I have wanted to visit Appomatox, Virgina ever since I read the young adult historical novelist Ann Rinaldi’s book In My Father’s House. It’s the fictional story of the stepdaughter of Wilmer McLean in whose homes the Civil War literally started and ended. McLean had a plantation in the Manassas, Virginia area and the house was subsequently destroyed during the two Battles of Manassas (fought in 1861 and 1862). He and his family moved to Appomattox located in the southwestern corner of the state to “get away from it all,” thinking the armies would never go there. Well, they did and McLean’s house in Appomattox was used as the site where Confederate commanding general Robert E. Lee surrendered to Union commanding general Ulysses S. Grant, thus officially ending the “war between the states.” McLean’s house was ransacked by people wanting to take away mementos from the most important surrender in history, including a rag doll owned by one of McLean’s young daughters. While there’s not much to Appomattox (it’s still a sleepy village after all), it’s less than two hours from the Petersburg Battlefield, an area that incurred a significant amount of fighting towards the end of the Civil War and which also included nine months of trench warfare. To visit these two areas would be a major check off the Civil War places to visit list.
-Antietam Battlefield (Maryland)
I wanted to make my list of sites “geographically fair” and so I had to choose between Antietam and Gettysburg, the only two battlefields fought in non-Confederate states in the American Civil War. I’ve blogged about both battlefields before but from a visual perspective, I feel Antietam Battlefield is the winner. Some of the war’s most famous photographs were taken at Antietam in the aftermath of the battle. Pictures were taken of the the bodies of fallen soldiers at the Dunker Church and Sunken Road, which became known as Bloody Lane due to the carnage. It was the bloodiest single-day battle in American history, with about 23,000 dead, wounded and missing on both sides.
In 2009 I read the novel Widow of the South during my trip to Ireland. Although I had grown up learning about the Civil War, I knew very little about events that occurred west of the original 13 colonies (fighting in states like Mississippi, Missouri and Tennessee). Franklin was one of those places, site of one of the worst military disasters in the war for the Confederate Army. Carnton is a historic plantation located there that served as a hospital for the Confederate troops. Carrie McGavock and her family personally tended to hundreds of dying and wounded soldiers in the immediate aftermath of the battle. The house was converted into a hospital for the Confederate Army, the largest in the area. The Union Army left the Franklin after the battle leaving behind over 2,500 dead soldiers, most of them Confederates. The dead were buried near to where they had fallen, with wooden headboards marking their gravesites. However, over the next year and a half, many of the grave markers were deteriorating so McGavock and her husband donated two acres of their property for the purpose of a cemetery for Confederate soldiers. It’s estimated that over 1400 soldiers were buried there and for the rest of her life, McGavock tended to the graves of the fallen, thus earning her the moniker of “Widow of the South.”
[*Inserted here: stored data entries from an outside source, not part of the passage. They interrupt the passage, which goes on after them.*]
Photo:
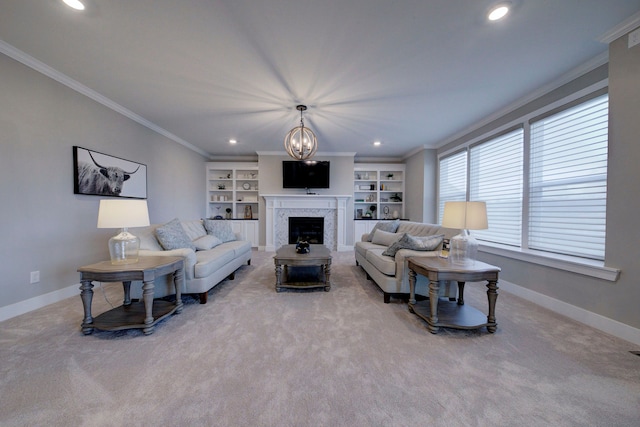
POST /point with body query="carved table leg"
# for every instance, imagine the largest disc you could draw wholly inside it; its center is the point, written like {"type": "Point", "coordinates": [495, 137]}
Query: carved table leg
{"type": "Point", "coordinates": [86, 294]}
{"type": "Point", "coordinates": [147, 296]}
{"type": "Point", "coordinates": [126, 286]}
{"type": "Point", "coordinates": [327, 276]}
{"type": "Point", "coordinates": [434, 287]}
{"type": "Point", "coordinates": [492, 295]}
{"type": "Point", "coordinates": [178, 278]}
{"type": "Point", "coordinates": [461, 293]}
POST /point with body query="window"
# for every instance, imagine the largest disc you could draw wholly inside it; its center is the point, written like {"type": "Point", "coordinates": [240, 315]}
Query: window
{"type": "Point", "coordinates": [545, 183]}
{"type": "Point", "coordinates": [453, 180]}
{"type": "Point", "coordinates": [495, 177]}
{"type": "Point", "coordinates": [568, 194]}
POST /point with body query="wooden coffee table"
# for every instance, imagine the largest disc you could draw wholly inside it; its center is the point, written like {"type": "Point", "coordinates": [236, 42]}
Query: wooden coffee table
{"type": "Point", "coordinates": [303, 271]}
{"type": "Point", "coordinates": [452, 314]}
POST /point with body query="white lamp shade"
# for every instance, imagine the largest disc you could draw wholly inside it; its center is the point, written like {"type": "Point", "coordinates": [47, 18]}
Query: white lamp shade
{"type": "Point", "coordinates": [123, 213]}
{"type": "Point", "coordinates": [465, 215]}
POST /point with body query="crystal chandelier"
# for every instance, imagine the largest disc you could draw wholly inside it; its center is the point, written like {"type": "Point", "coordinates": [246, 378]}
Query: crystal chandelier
{"type": "Point", "coordinates": [301, 143]}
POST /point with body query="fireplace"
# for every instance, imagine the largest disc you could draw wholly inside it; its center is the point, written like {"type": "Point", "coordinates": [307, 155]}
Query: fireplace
{"type": "Point", "coordinates": [309, 229]}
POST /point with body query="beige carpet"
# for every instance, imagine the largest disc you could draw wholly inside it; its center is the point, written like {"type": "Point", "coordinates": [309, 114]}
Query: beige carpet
{"type": "Point", "coordinates": [254, 357]}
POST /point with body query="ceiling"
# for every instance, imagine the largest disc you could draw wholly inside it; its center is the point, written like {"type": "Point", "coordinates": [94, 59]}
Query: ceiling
{"type": "Point", "coordinates": [408, 73]}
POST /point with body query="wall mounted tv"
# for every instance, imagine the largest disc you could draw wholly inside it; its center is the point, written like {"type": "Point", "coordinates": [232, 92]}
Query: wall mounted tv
{"type": "Point", "coordinates": [305, 174]}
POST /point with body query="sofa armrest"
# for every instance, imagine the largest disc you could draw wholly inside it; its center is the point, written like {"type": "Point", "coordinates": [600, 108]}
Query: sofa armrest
{"type": "Point", "coordinates": [189, 256]}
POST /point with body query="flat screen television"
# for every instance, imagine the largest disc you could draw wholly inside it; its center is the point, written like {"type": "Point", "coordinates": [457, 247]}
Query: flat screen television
{"type": "Point", "coordinates": [305, 174]}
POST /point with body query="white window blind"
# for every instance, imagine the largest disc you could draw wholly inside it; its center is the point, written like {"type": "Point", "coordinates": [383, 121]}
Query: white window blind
{"type": "Point", "coordinates": [568, 186]}
{"type": "Point", "coordinates": [495, 177]}
{"type": "Point", "coordinates": [453, 180]}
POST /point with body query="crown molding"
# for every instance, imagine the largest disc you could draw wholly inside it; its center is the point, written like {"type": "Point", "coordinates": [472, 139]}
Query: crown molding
{"type": "Point", "coordinates": [621, 29]}
{"type": "Point", "coordinates": [56, 75]}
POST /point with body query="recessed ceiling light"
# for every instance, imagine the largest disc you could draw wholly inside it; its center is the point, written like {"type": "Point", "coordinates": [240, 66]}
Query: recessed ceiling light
{"type": "Point", "coordinates": [76, 4]}
{"type": "Point", "coordinates": [499, 11]}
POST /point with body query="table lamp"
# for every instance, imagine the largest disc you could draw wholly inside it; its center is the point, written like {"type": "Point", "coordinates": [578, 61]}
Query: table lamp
{"type": "Point", "coordinates": [465, 216]}
{"type": "Point", "coordinates": [116, 213]}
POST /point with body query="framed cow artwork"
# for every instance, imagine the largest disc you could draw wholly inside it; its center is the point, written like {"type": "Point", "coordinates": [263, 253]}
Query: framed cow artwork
{"type": "Point", "coordinates": [100, 174]}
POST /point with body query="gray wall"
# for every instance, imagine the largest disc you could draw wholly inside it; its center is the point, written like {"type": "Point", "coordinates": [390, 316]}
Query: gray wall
{"type": "Point", "coordinates": [46, 227]}
{"type": "Point", "coordinates": [619, 300]}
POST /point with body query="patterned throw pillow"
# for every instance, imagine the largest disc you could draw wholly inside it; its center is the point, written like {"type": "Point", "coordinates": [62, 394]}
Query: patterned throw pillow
{"type": "Point", "coordinates": [172, 236]}
{"type": "Point", "coordinates": [391, 227]}
{"type": "Point", "coordinates": [416, 243]}
{"type": "Point", "coordinates": [220, 228]}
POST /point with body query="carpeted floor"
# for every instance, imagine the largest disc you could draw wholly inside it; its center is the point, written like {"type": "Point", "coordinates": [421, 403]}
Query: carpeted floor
{"type": "Point", "coordinates": [254, 357]}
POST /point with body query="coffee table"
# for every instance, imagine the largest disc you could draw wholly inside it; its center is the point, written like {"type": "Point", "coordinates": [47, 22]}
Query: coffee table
{"type": "Point", "coordinates": [303, 271]}
{"type": "Point", "coordinates": [452, 314]}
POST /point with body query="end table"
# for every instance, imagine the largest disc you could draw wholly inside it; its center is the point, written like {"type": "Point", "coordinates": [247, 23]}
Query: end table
{"type": "Point", "coordinates": [142, 315]}
{"type": "Point", "coordinates": [452, 314]}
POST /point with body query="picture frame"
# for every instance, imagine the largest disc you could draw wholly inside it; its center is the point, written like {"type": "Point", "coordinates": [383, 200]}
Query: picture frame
{"type": "Point", "coordinates": [99, 174]}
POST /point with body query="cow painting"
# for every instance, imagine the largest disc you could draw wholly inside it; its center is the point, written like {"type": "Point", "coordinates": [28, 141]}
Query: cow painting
{"type": "Point", "coordinates": [97, 178]}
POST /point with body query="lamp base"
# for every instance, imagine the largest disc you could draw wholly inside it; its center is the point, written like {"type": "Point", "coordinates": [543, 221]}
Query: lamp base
{"type": "Point", "coordinates": [123, 248]}
{"type": "Point", "coordinates": [464, 249]}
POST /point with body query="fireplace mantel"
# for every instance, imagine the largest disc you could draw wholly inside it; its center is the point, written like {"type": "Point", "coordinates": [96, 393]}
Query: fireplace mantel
{"type": "Point", "coordinates": [333, 207]}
To say the Confederate States were stubborn would be an understatement; one need only look at the events that transpired in Vicksburg to see how true this was. The Mississippi River town gained historical notoriety as the location of a 47 day siege during the American Civil War. Numerous attempts by United States federal forces on the Mississippi River to pass the rebel batteries at Vicksburg led to the decision by Union General Ulysses S. Grant to lead the army on a campaign to lay the Confederate garrison to siege. The town’s residents dug caves into the hillside to survive the onslaught. Today visitors can either drive or bike the 16 miles of the military park, which includes a collection of monuments and the remains of the USS Cairo, a salvaged ironclad gunboat.
-Andersonville National Historical Site
During the Civil War, roughly 45,000 Union prisoners were held in Andersonville, Georgia, a Confederate prisoner-of-war camp; approximately 12,000 died there due to starvation, malnutrition and disease. Today visitors can see the remnants of this horrific period in American history and also visit the cemetery which is the final resting place for Union prisoners who died while being held there. The burial ground at Andersonville has been made into a national cemetery containing over 13,700 graves, over 900 of which are marked unknown. Since it’s a national cemetery it now contains the graves of more recent veterans and their dependents. While one equates the battlefields of Gettysburg and Fredericksburg with the memory of the Civil War, Andersonville is a grim reminder that the war was fought off the battlefields too and for those that were held there, unimaginable horrors awaited them.